Thickening of secondary lobular septa in the central parts of the lungs contribute to overall increased density and sometimes produce a reticular pattern of criss-crossing lines. But in the periphery, near the pleura, thickened septa produce Kerley B lines--short horizontal lines that meet the pleura in the outer 1/3 of the lung, where normally no distinct markings are visible.
d) What is the CT appearance of thickening of the secondary pulmonary lobular septa?
Thickening of secondary lobular septa on CT results in a network of thin polygons that can be seen in any part of the lung where thickening is present.
Question 4:
a) What is the normal morphology of bronchi on CT, and how are they related to vascular structures?
Bronchi should be smooth and thin-walled with central air, and should taper to become invisible in the outer 1/3 of the lung. Large bronchi can sometimes be visible in the middle third of the lung, and are generally easy to see in the inner third of the lung. Bronchi are in close association with pulmonary artery branches throughout the lung
b) What are important features of lung abnormality to note on CT?

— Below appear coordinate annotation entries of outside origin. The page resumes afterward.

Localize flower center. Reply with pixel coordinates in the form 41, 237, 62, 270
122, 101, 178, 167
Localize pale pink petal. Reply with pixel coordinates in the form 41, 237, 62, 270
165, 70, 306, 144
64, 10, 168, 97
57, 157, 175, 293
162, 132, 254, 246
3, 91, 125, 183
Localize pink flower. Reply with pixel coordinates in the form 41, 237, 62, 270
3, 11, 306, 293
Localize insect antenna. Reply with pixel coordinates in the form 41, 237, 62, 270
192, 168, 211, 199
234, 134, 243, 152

It is important to decide whether increased lung density is normal (dependent density in the lowest part of the lung, due to effects of gravity), or abnormal, and to characterize it in terms of whether it is linear and well-defined, vs hazy or ill-defined. The distribution of abnormality is also helpful, including central vs peripheral and upper vs lower lung zones.
c) What CT technical parameters are important when assessing lung abnormalities?

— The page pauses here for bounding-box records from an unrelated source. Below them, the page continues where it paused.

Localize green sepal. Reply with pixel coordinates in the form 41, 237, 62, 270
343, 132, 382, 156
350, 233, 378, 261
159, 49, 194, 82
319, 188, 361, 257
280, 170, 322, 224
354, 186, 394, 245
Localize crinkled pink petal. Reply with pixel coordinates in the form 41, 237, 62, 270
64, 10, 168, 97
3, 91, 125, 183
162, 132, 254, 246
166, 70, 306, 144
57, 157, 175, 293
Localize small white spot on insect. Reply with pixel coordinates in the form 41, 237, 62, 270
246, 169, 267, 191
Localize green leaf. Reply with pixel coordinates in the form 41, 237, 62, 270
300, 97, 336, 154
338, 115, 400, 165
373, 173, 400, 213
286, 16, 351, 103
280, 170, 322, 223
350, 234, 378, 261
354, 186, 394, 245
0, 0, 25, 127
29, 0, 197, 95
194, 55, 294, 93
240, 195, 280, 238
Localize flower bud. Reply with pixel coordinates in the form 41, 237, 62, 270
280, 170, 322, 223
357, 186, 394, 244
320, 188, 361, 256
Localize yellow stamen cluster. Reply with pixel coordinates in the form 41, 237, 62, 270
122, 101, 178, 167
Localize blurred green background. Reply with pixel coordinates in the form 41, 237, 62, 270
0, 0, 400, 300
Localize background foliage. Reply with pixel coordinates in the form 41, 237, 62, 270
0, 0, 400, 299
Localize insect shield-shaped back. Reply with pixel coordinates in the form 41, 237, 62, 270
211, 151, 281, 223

If vascular disease is suspected, then IV contrast should be given, with timing to optimize opacification of the pulmonary arteries. For lung disease, no IV contrast is needed. If there is a question of dependent density, prone imaging may be performed, since this should make the density shift to the anterior lungs.

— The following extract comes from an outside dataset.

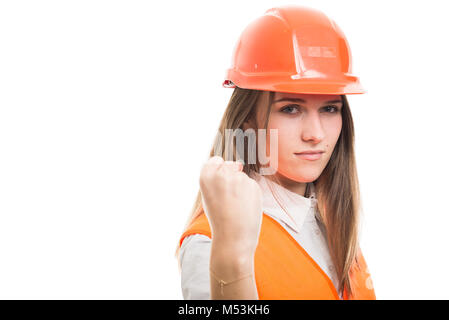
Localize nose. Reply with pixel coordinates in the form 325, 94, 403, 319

d) What are air bronchograms and what part of the lung do they involve?
Air bronchograms are normal bronchi that are visible farther out into the lung than normal (on both CXR and CT) because the lung surrounding them is ABNORMAL (airspace disease). Normally, the lung is filled with air and so are the bronchi, so the bronchi cannot be seen very far out into the lung. But if the lung becomes opaque (filled with abnormal material, such as pus, blood, fluid or tumor), then the normal bronchi become visible. Air bronchograms are always better seen on CT than CXR.
This completes the Pre-Class material on Normal Imaging of Lungs and Pleura.
You will apply this knowledge in the first In-Class Interactive session. You will get more out of this session if you have reviewed this material before coming to class.